Wali Kota Bandung Muhammad Farhan menegaskan, penolakan pengajuan status darurat tidak akan menghentikan komitmen pemerintah daerah dalam menyelesaikan persoalan pengelolaan sampah. Menurutnya, masalah sampah merupakan isu yang harus segera ditangani dan tidak dapat dibiarkan berlarut-larut.

“Kami akan mencari solusi lain. Penanganan sampah harus tetap berjalan karena menyangkut kepentingan masyarakat dan lingkungan,” ujar Farhan di Balai Kota Bandung.

Baca Juga: Tiga Mantan Pejabat Badan Gizi Nasional Ditahan dalam Kasus Dugaan Korupsi Program MBG

Saat ini, Kota Bandung menghadapi tantangan tersendiri karena menjadi satu-satunya kota besar di Jawa Barat yang belum memiliki Tempat Pembuangan Akhir (TPA) milik sendiri. Kondisi tersebut membuat proses pengelolaan sampah masih sangat bergantung pada TPA Sarimukti yang dikelola Pemerintah Provinsi Jawa Barat.

Ketergantungan terhadap TPA Sarimukti menyebabkan keterbatasan dalam pengangkutan dan pembuangan residu sampah. Setiap kebijakan terkait kuota pembuangan maupun operasional pengangkutan harus menyesuaikan dengan ketentuan yang berlaku di fasilitas tersebut.

Sebagai upaya jangka pendek, Pemkot Bandung menyambut baik rencana bantuan dari Pemerintah Provinsi Jawa Barat berupa penyediaan mesin pengolahan sampah di setiap kelurahan. Kehadiran fasilitas tersebut diharapkan dapat membantu mengurangi volume sampah yang harus dibuang ke TPA.

Farhan mengatakan, pemerintah kota siap memanfaatkan dan mengoptimalkan setiap dukungan yang diberikan demi memperkuat sistem pengelolaan sampah berbasis wilayah.

Baca Juga: Tiga Hari Pelayanan Perayaan Idul Adha, KAI Daop 2 Bandung Layani 51 Ribu Pelanggan

Selain mengandalkan bantuan mesin pengolah sampah, Pemkot Bandung juga mulai menyiapkan strategi jangka panjang dengan menjajaki pembangunan fasilitas pengolahan sampah skala besar maupun TPA mandiri. Namun, rencana tersebut masih memerlukan proses pencarian lokasi yang sesuai serta pemenuhan berbagai persyaratan administrasi dan lingkungan.

Menurut Farhan, keberadaan fasilitas pengolahan terpadu tetap menjadi kebutuhan penting.
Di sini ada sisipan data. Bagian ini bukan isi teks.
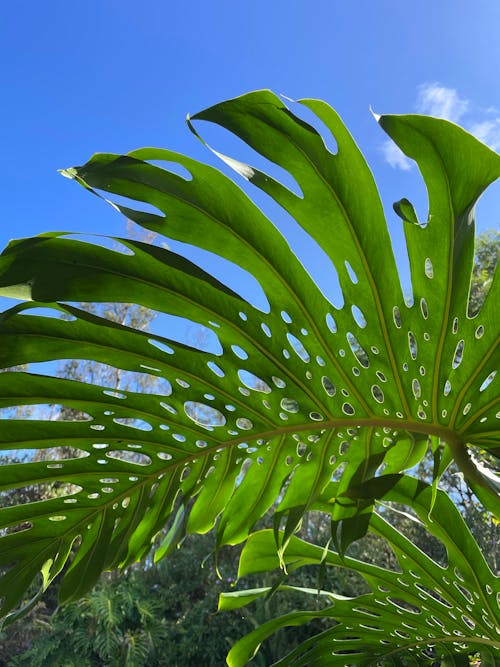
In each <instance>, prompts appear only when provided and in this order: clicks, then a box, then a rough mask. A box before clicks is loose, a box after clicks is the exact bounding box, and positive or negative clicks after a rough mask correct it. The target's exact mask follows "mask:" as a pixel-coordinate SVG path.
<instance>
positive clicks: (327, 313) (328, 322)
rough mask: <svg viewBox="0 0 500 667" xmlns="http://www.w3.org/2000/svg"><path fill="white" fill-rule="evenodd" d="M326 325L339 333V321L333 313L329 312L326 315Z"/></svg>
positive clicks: (336, 331) (332, 329)
mask: <svg viewBox="0 0 500 667" xmlns="http://www.w3.org/2000/svg"><path fill="white" fill-rule="evenodd" d="M326 325H327V327H328V328H329V329H330V331H331V332H332V333H337V323H336V322H335V320H334V318H333V315H332V314H331V313H327V315H326Z"/></svg>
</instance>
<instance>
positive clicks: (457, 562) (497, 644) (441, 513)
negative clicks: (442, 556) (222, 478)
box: [221, 477, 500, 667]
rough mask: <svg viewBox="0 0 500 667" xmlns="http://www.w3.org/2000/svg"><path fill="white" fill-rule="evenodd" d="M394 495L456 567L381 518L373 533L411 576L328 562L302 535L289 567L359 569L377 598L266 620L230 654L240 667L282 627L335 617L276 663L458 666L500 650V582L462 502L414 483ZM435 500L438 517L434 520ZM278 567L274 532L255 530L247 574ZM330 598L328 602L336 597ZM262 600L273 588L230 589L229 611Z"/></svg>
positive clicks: (403, 485)
mask: <svg viewBox="0 0 500 667" xmlns="http://www.w3.org/2000/svg"><path fill="white" fill-rule="evenodd" d="M385 499H386V500H392V501H396V502H398V503H404V504H405V505H407V506H408V507H410V508H413V509H414V510H415V511H416V512H417V514H418V516H419V518H420V520H421V521H422V523H423V524H424V525H425V526H426V528H427V529H428V531H429V532H430V533H431V534H433V535H435V536H436V537H438V538H439V539H441V540H442V542H443V544H445V545H446V547H447V553H448V564H447V566H446V567H442V566H441V565H438V564H437V563H435V562H434V561H433V560H432V559H431V558H429V556H427V555H426V554H424V553H423V552H422V551H420V550H419V549H418V548H417V547H415V546H414V545H413V544H412V543H411V541H410V540H408V539H407V538H406V537H404V536H403V535H402V534H401V533H399V532H398V531H397V530H396V529H395V528H393V527H392V526H391V525H390V524H389V523H387V521H386V520H385V519H384V518H382V515H379V514H374V515H372V519H371V527H372V529H373V530H374V531H375V532H376V533H378V534H379V535H381V536H382V537H384V538H385V539H386V540H387V541H388V543H389V544H390V545H391V547H392V548H393V549H394V552H395V554H396V557H397V560H398V563H399V566H400V568H401V572H395V571H390V570H386V569H383V568H380V567H378V566H374V565H371V564H368V563H365V562H363V561H356V560H354V559H353V558H349V557H348V556H344V557H341V556H339V554H337V553H335V552H332V551H328V552H327V554H326V558H324V554H323V550H322V549H321V547H319V546H317V545H312V544H309V543H307V542H305V541H303V540H301V539H299V538H298V537H293V538H292V539H291V540H290V541H289V547H288V549H287V550H286V552H285V554H284V559H285V562H286V565H287V569H288V571H290V572H292V571H294V570H296V569H298V568H300V567H303V566H304V565H311V564H317V565H319V564H320V563H321V562H325V563H326V565H327V566H334V567H342V568H349V569H351V570H353V571H355V572H358V573H359V574H361V575H362V576H363V577H364V579H365V580H366V582H367V583H368V584H369V586H370V588H371V591H372V592H371V593H369V594H365V595H361V596H358V597H354V598H342V597H341V596H336V597H335V596H334V595H332V599H331V605H330V606H329V607H326V608H325V609H322V610H320V611H318V610H311V611H301V612H293V613H290V614H287V615H285V616H282V617H280V618H275V619H273V620H271V621H269V622H267V623H265V624H263V625H262V626H260V627H259V628H257V629H256V630H255V631H253V632H251V633H250V634H248V635H247V636H246V637H244V638H243V639H242V640H240V641H239V642H238V643H237V644H236V645H235V646H234V648H233V649H232V650H231V651H230V653H229V656H228V664H229V665H231V667H240V666H241V665H245V664H246V663H247V662H248V661H249V660H250V659H251V657H252V656H253V655H254V654H255V652H256V651H257V650H258V647H259V645H260V644H261V642H262V641H264V640H265V639H266V638H267V637H269V636H270V635H271V634H273V633H274V632H276V631H277V630H279V629H280V628H282V627H286V626H291V625H292V626H293V625H302V624H304V623H309V622H310V621H312V620H314V619H315V618H323V619H330V621H331V622H332V625H333V627H331V628H330V629H327V630H324V631H323V632H322V633H321V634H319V635H316V636H315V637H312V638H311V639H310V640H308V641H306V642H304V643H303V644H302V645H301V646H300V647H299V648H297V649H296V650H294V651H293V652H292V653H291V654H290V655H289V656H287V657H285V658H283V659H282V660H279V661H278V662H276V663H275V664H276V665H283V666H285V665H294V666H295V665H321V664H325V660H328V662H327V664H328V665H332V667H335V665H338V666H339V667H345V665H346V664H348V665H356V666H357V667H362V666H363V665H373V664H380V665H389V664H402V665H403V664H415V665H425V664H429V665H431V664H435V662H436V660H438V659H441V658H442V659H443V663H442V664H450V665H457V666H458V665H461V664H462V663H463V660H465V659H466V655H467V653H469V652H473V651H481V650H483V649H484V650H486V651H487V652H489V651H492V652H495V651H498V650H499V648H500V641H499V640H498V637H495V636H494V635H492V633H491V631H492V630H493V629H494V628H495V627H497V626H498V623H499V621H500V617H499V614H498V605H497V602H496V596H497V595H498V593H499V592H500V588H499V585H498V578H496V577H495V576H494V575H493V573H492V572H491V571H490V569H489V568H488V565H487V564H486V562H485V560H484V557H483V555H482V554H481V552H480V550H479V549H478V548H477V545H476V544H475V542H474V540H473V539H472V536H471V534H470V532H469V530H468V528H467V527H466V525H465V523H464V521H463V519H462V517H461V515H460V513H459V512H458V510H457V509H456V507H455V506H454V504H453V502H452V501H451V500H450V499H449V498H448V497H447V496H446V494H444V493H443V492H442V491H438V493H437V497H436V499H433V491H432V488H431V487H429V486H427V485H425V484H423V483H421V482H418V481H416V480H414V479H412V478H409V477H402V478H401V479H400V480H399V481H398V483H397V484H396V485H393V486H392V488H391V490H390V491H388V492H387V493H386V494H385ZM433 503H434V513H433V517H435V518H433V519H432V520H430V519H429V518H428V517H429V514H430V509H431V505H432V504H433ZM385 512H387V510H385ZM276 567H279V559H278V558H277V555H276V549H275V546H274V538H273V536H272V533H271V531H269V530H264V531H260V532H257V533H254V534H252V535H251V537H250V538H249V540H248V542H247V544H246V546H245V548H244V550H243V552H242V555H241V560H240V567H239V576H240V577H245V576H247V575H249V574H253V573H255V572H260V571H269V570H272V569H273V568H276ZM278 590H283V591H284V590H286V587H285V586H280V587H279V589H278ZM305 592H306V593H307V592H308V591H305ZM322 594H323V596H325V597H328V591H323V592H322ZM259 595H265V591H260V592H259V591H253V590H250V591H246V592H245V591H238V592H234V593H225V594H224V595H223V598H222V600H221V606H222V607H223V608H231V607H232V608H238V607H240V606H242V604H246V603H251V602H253V601H254V600H255V599H257V597H258V596H259ZM381 640H382V641H381ZM326 656H328V658H327V657H326ZM346 661H347V662H346ZM351 661H352V662H351ZM391 661H394V662H391Z"/></svg>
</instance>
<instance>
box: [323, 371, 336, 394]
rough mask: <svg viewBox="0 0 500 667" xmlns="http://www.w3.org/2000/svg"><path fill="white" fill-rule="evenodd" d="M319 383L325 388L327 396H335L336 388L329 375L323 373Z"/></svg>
mask: <svg viewBox="0 0 500 667" xmlns="http://www.w3.org/2000/svg"><path fill="white" fill-rule="evenodd" d="M321 384H322V385H323V389H324V390H325V392H326V393H327V395H328V396H335V393H336V391H337V390H336V388H335V385H334V384H333V382H332V381H331V380H330V378H329V377H327V376H326V375H323V377H322V378H321Z"/></svg>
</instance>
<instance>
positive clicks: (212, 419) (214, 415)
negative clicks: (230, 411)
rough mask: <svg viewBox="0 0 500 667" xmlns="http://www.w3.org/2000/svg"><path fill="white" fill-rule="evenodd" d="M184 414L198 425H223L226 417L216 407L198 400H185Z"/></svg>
mask: <svg viewBox="0 0 500 667" xmlns="http://www.w3.org/2000/svg"><path fill="white" fill-rule="evenodd" d="M184 411H185V413H186V415H187V416H188V417H189V419H191V421H194V422H195V424H199V425H200V426H224V425H225V423H226V418H225V416H224V415H223V414H222V412H220V410H217V409H216V408H214V407H212V406H211V405H206V404H205V403H199V402H198V401H186V402H185V403H184Z"/></svg>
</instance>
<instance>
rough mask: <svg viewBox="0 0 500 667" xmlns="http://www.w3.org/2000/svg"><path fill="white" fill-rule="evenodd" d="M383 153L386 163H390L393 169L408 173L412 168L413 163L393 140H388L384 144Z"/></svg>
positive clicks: (391, 139) (382, 144)
mask: <svg viewBox="0 0 500 667" xmlns="http://www.w3.org/2000/svg"><path fill="white" fill-rule="evenodd" d="M382 153H383V154H384V158H385V160H386V162H388V163H389V164H390V165H391V167H392V168H393V169H402V170H403V171H408V170H409V169H411V168H412V165H413V163H412V161H411V160H410V159H409V158H407V157H406V155H405V154H404V153H403V151H402V150H401V149H400V148H399V147H398V146H396V144H395V143H394V141H392V139H387V141H384V143H383V144H382Z"/></svg>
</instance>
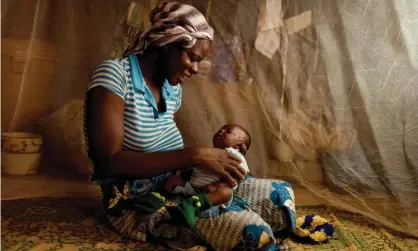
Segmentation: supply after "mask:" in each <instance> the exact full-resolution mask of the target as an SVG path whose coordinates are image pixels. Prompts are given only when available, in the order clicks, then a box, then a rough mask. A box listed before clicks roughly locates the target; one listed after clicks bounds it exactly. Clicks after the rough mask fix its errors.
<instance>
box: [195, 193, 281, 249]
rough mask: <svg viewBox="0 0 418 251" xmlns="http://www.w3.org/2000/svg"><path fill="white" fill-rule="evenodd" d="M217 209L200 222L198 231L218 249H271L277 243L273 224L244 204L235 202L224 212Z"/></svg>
mask: <svg viewBox="0 0 418 251" xmlns="http://www.w3.org/2000/svg"><path fill="white" fill-rule="evenodd" d="M214 209H216V210H212V211H211V212H214V213H211V212H209V213H208V212H204V213H203V214H201V215H199V216H200V217H198V218H197V219H196V229H197V230H198V231H199V232H200V233H201V234H202V235H203V237H204V238H205V240H206V241H207V242H208V243H209V244H210V245H211V246H212V248H213V249H214V250H269V248H271V247H273V246H274V245H275V244H276V240H275V238H274V235H273V232H272V230H271V228H270V226H269V224H267V223H266V222H265V221H264V220H263V219H262V218H261V217H260V215H259V214H257V213H256V212H254V211H252V210H251V209H249V208H246V207H245V206H244V205H243V204H240V203H238V202H237V201H235V200H234V201H233V202H232V203H231V205H230V206H229V207H227V208H226V209H223V210H220V213H219V207H215V208H214ZM208 211H209V210H208Z"/></svg>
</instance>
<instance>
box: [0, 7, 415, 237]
mask: <svg viewBox="0 0 418 251" xmlns="http://www.w3.org/2000/svg"><path fill="white" fill-rule="evenodd" d="M157 2H158V1H156V0H136V1H134V0H123V1H122V0H89V1H73V0H60V1H56V0H30V1H23V0H3V1H2V42H1V43H2V72H1V74H2V91H1V95H2V96H1V102H2V104H1V105H2V108H1V109H2V111H1V112H2V122H1V123H2V124H1V126H2V132H17V131H25V132H34V133H39V134H41V135H42V137H43V139H44V146H43V149H44V150H43V158H42V163H41V165H40V167H39V171H38V172H39V173H44V174H45V173H46V174H48V175H65V177H67V178H70V177H73V176H74V177H79V178H80V177H81V178H87V174H88V173H89V171H90V169H91V164H90V162H89V161H88V159H87V156H86V154H85V144H84V138H83V129H82V128H83V125H82V108H83V97H84V92H85V88H86V85H87V83H88V79H89V75H90V74H91V72H92V71H93V69H94V68H95V66H97V65H98V64H99V63H100V62H101V61H103V60H105V59H108V58H115V57H120V56H121V55H122V52H123V51H124V49H125V48H126V47H127V46H128V45H129V43H130V42H131V41H132V38H133V37H134V35H135V34H136V33H138V32H141V31H143V30H146V29H147V28H149V27H150V23H149V20H148V13H149V11H150V9H151V8H152V7H153V6H155V4H156V3H157ZM180 2H184V3H189V4H192V5H194V6H195V7H196V8H198V9H199V10H200V11H201V12H202V13H204V14H205V16H206V17H207V18H208V21H209V22H210V24H211V25H212V26H213V28H214V29H215V36H216V37H215V40H216V41H215V43H214V45H213V50H212V53H211V55H210V56H209V57H208V58H207V59H206V60H204V61H203V62H201V65H200V73H199V74H198V75H197V76H196V77H194V78H192V79H190V80H188V81H187V82H186V83H184V86H183V87H184V88H183V89H184V94H183V103H182V108H181V109H180V111H179V112H178V114H177V118H176V119H177V123H178V125H179V128H180V130H181V132H182V134H183V137H184V139H185V143H186V145H193V144H208V145H209V144H210V143H211V138H212V135H213V133H214V132H216V130H217V129H218V128H219V127H220V126H221V125H223V124H225V123H237V124H240V125H242V126H243V127H245V128H247V129H248V131H249V132H250V134H251V135H252V139H253V145H252V147H251V149H250V151H249V153H248V155H247V159H248V162H249V165H250V166H251V168H252V170H253V172H254V174H255V175H256V176H258V177H269V178H277V179H282V180H287V181H290V182H292V183H293V184H295V185H296V186H303V187H304V188H306V189H308V190H309V191H310V192H312V193H314V194H315V195H317V196H318V197H320V198H322V199H324V200H325V201H326V202H327V203H328V204H329V205H332V206H335V207H338V208H340V209H344V210H348V211H352V212H356V213H360V214H363V215H366V216H368V217H370V218H371V219H373V220H375V221H378V222H380V223H382V224H384V225H386V226H387V227H390V228H392V229H394V230H397V231H401V232H404V233H407V234H410V235H413V236H416V237H417V236H418V227H417V226H418V217H417V214H418V209H417V207H416V205H417V199H418V182H417V181H418V176H417V170H418V126H417V122H418V87H417V84H416V83H417V81H418V78H417V77H418V1H416V0H397V1H391V0H380V1H372V0H369V1H354V0H341V1H334V0H314V1H313V0H292V1H290V0H283V1H280V0H240V1H236V0H228V1H225V0H188V1H186V0H184V1H183V0H182V1H180ZM296 202H297V197H296Z"/></svg>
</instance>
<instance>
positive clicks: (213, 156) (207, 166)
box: [193, 146, 245, 186]
mask: <svg viewBox="0 0 418 251" xmlns="http://www.w3.org/2000/svg"><path fill="white" fill-rule="evenodd" d="M193 159H194V162H195V163H196V165H197V166H198V167H199V168H201V169H203V170H204V171H205V172H207V173H210V174H213V175H215V176H217V177H219V178H222V179H223V180H225V181H226V182H228V183H230V184H231V186H236V185H237V181H236V180H235V179H237V180H238V181H241V180H242V179H244V174H245V170H244V168H242V167H241V165H240V163H241V160H240V158H239V157H237V156H235V155H234V154H232V153H229V152H227V151H225V150H222V149H218V148H213V147H203V146H199V147H196V148H195V153H194V156H193Z"/></svg>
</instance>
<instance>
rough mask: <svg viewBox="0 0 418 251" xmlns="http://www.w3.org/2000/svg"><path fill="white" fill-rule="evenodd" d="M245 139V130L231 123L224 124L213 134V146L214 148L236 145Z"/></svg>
mask: <svg viewBox="0 0 418 251" xmlns="http://www.w3.org/2000/svg"><path fill="white" fill-rule="evenodd" d="M244 140H245V132H244V131H243V130H242V129H241V128H239V127H237V126H233V125H225V126H223V127H222V128H221V129H219V131H218V132H217V133H216V134H215V135H214V136H213V146H214V147H216V148H222V149H225V148H228V147H234V148H235V147H236V146H237V145H239V144H240V143H243V142H244Z"/></svg>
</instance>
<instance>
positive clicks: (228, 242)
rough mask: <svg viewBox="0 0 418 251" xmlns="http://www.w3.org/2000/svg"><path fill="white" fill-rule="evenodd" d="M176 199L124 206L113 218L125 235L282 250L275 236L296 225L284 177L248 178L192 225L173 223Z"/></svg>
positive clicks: (202, 214) (180, 241)
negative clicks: (171, 211) (132, 206)
mask: <svg viewBox="0 0 418 251" xmlns="http://www.w3.org/2000/svg"><path fill="white" fill-rule="evenodd" d="M126 192H129V191H127V190H126V188H125V191H124V193H123V194H122V195H120V196H119V198H122V197H123V196H124V195H126ZM177 203H178V199H177V198H167V199H166V200H165V201H164V204H163V205H161V207H160V208H159V209H158V210H157V211H156V212H152V213H151V212H150V213H143V211H142V212H139V211H137V210H121V211H120V212H119V213H117V214H109V221H110V223H111V225H112V226H113V227H114V229H115V230H116V231H117V232H118V233H119V234H121V235H122V236H124V237H127V238H130V239H135V240H139V241H144V242H152V243H158V244H164V245H165V246H167V247H169V248H173V249H177V250H280V243H277V240H280V238H285V237H286V235H287V234H288V233H289V232H290V231H291V230H292V229H293V228H294V226H295V208H294V195H293V191H292V188H291V186H290V184H289V183H287V182H284V181H278V180H267V179H255V178H248V179H246V180H245V181H243V182H242V183H241V184H240V185H239V187H238V190H237V191H236V194H235V196H234V200H233V202H232V203H231V205H230V206H229V207H227V208H225V209H220V208H219V207H212V208H210V209H208V210H206V211H204V212H202V213H200V215H198V217H197V219H196V228H194V229H190V228H186V227H183V226H179V225H174V224H173V222H172V219H171V217H170V215H169V213H168V211H167V209H166V206H173V205H176V204H177ZM105 204H106V203H105Z"/></svg>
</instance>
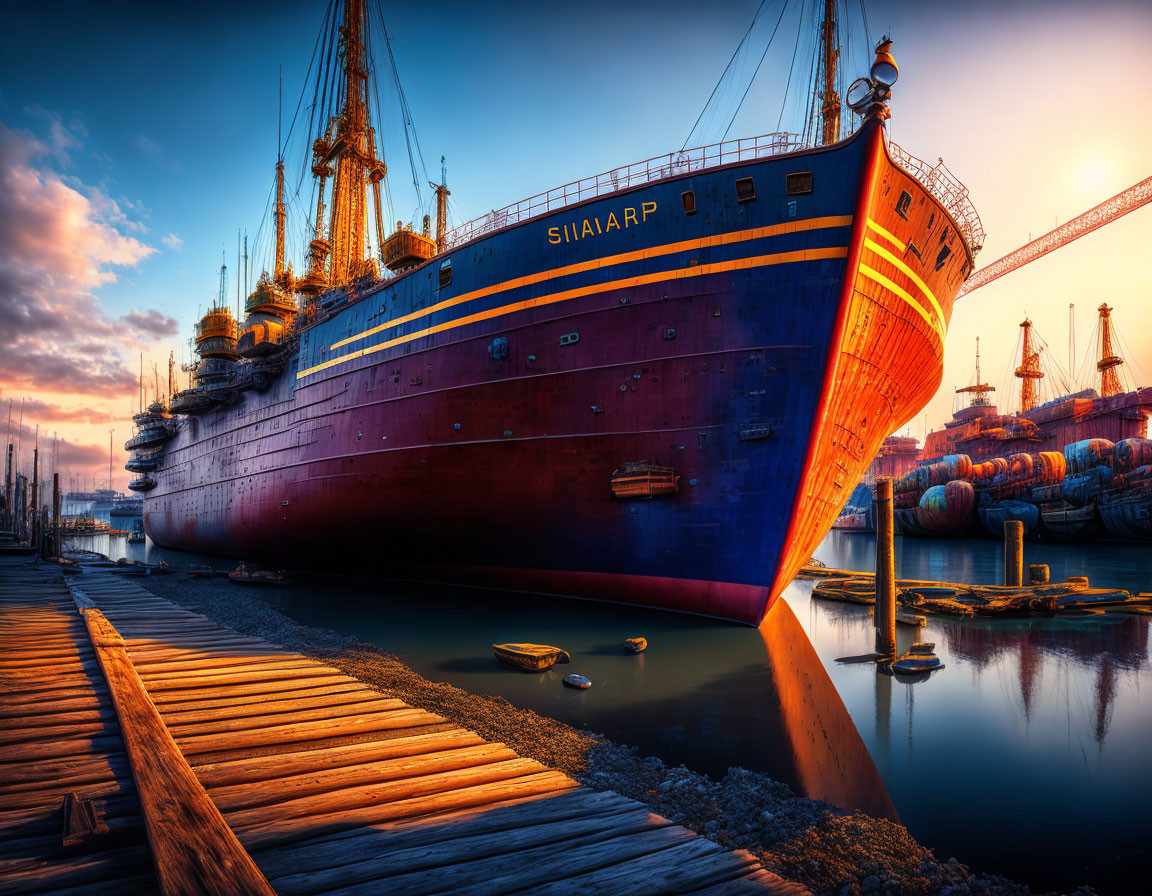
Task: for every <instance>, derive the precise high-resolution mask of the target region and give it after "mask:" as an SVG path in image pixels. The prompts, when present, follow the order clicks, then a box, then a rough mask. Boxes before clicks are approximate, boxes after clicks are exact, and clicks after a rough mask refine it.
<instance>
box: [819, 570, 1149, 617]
mask: <svg viewBox="0 0 1152 896" xmlns="http://www.w3.org/2000/svg"><path fill="white" fill-rule="evenodd" d="M896 589H897V593H896V601H897V602H899V603H900V605H901V606H902V607H903V608H904V613H910V612H915V613H925V614H941V615H949V616H1052V615H1056V614H1060V613H1066V612H1069V610H1077V609H1083V608H1101V609H1104V608H1106V609H1108V610H1113V609H1121V608H1122V609H1124V610H1126V612H1131V610H1136V612H1139V608H1140V607H1150V608H1152V598H1149V597H1145V595H1137V597H1132V595H1131V594H1130V593H1129V592H1127V591H1122V590H1117V589H1093V587H1090V586H1089V584H1087V579H1086V578H1083V577H1077V579H1076V580H1073V579H1069V580H1068V582H1059V583H1052V584H1046V585H964V584H960V583H950V582H924V580H919V579H900V580H897V582H896ZM812 597H813V598H824V599H826V600H838V601H841V602H846V603H866V605H872V603H876V579H874V577H873V576H872V575H871V574H856V575H854V576H851V577H849V578H833V579H828V580H826V582H820V583H819V584H817V586H816V587H814V589H813V590H812Z"/></svg>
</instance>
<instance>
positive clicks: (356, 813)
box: [236, 770, 579, 849]
mask: <svg viewBox="0 0 1152 896" xmlns="http://www.w3.org/2000/svg"><path fill="white" fill-rule="evenodd" d="M576 787H579V784H577V783H576V782H575V781H573V780H571V779H570V777H568V776H567V775H564V774H562V773H560V772H553V770H548V772H540V773H539V774H535V775H525V776H523V777H516V779H511V780H506V781H494V782H492V783H488V784H479V785H476V787H464V788H458V789H455V790H445V791H442V792H437V794H429V795H426V796H419V797H412V798H409V799H396V800H395V802H391V803H378V804H374V805H366V806H361V807H358V808H342V810H340V811H338V812H332V813H327V814H313V815H306V817H303V818H286V819H273V820H265V821H262V822H259V823H256V825H251V826H249V827H247V828H237V829H236V836H237V837H240V841H241V843H243V844H244V845H245V846H248V848H249V849H258V848H262V846H273V845H280V844H285V843H290V842H293V841H296V840H303V838H305V837H314V836H319V835H323V834H333V833H336V832H340V830H350V829H353V828H357V827H361V826H362V825H376V823H380V822H382V821H392V820H394V819H402V818H412V817H416V815H426V814H431V813H434V812H449V811H452V810H454V808H467V807H469V806H483V805H490V804H492V803H498V802H501V800H505V799H515V798H516V797H522V796H532V795H539V794H552V792H556V791H560V790H568V789H569V788H576Z"/></svg>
Pasalnya, meskipun sampah dapat diolah dan dikurangi volumenya, masih terdapat residu yang harus dibuang ke tempat pembuangan akhir.

Di sisi lain, pemerintah kota terus mengembangkan program pengelolaan sampah berbasis masyarakat melalui gerakan pemilahan sampah dari sumber. Program Gaslah menjadi salah satu instrumen utama untuk meningkatkan kesadaran warga dalam memilah sampah rumah tangga.

Data yang dimiliki Pemkot Bandung menunjukkan adanya peningkatan partisipasi masyarakat. Jika sebelumnya hanya sekitar 10 rumah di setiap RT yang melakukan pemilahan sampah, kini jumlahnya meningkat menjadi sekitar 20 rumah.

Meski menunjukkan tren positif, angka tersebut masih jauh dari target yang ditetapkan pemerintah kota, yakni minimal 60 rumah per RT melakukan pemilahan sampah secara rutin.

Karena itu, pendekatan edukasi dan sosialisasi masih menjadi fokus utama. Pemkot Bandung menilai perubahan perilaku masyarakat membutuhkan proses yang bertahap dan berkelanjutan.

Farhan mengakui bahwa aturan mengenai sanksi bagi pelaku pembuangan sampah sembarangan sebenarnya sudah tersedia. Namun, pemerintah memilih untuk mengedepankan edukasi dibandingkan penindakan karena mempertimbangkan aspek sosial dan efektivitas jangka panjang.

Melalui kombinasi pembangunan infrastruktur, dukungan pemerintah provinsi, serta keterlibatan aktif masyarakat, Pemkot Bandung optimistis persoalan sampah dapat diatasi secara bertahap.

Kolaborasi seluruh pihak dinilai menjadi kunci untuk mewujudkan sistem pengelolaan sampah yang lebih efektif, berkelanjutan, dan ramah lingkungan di Kota Bandung.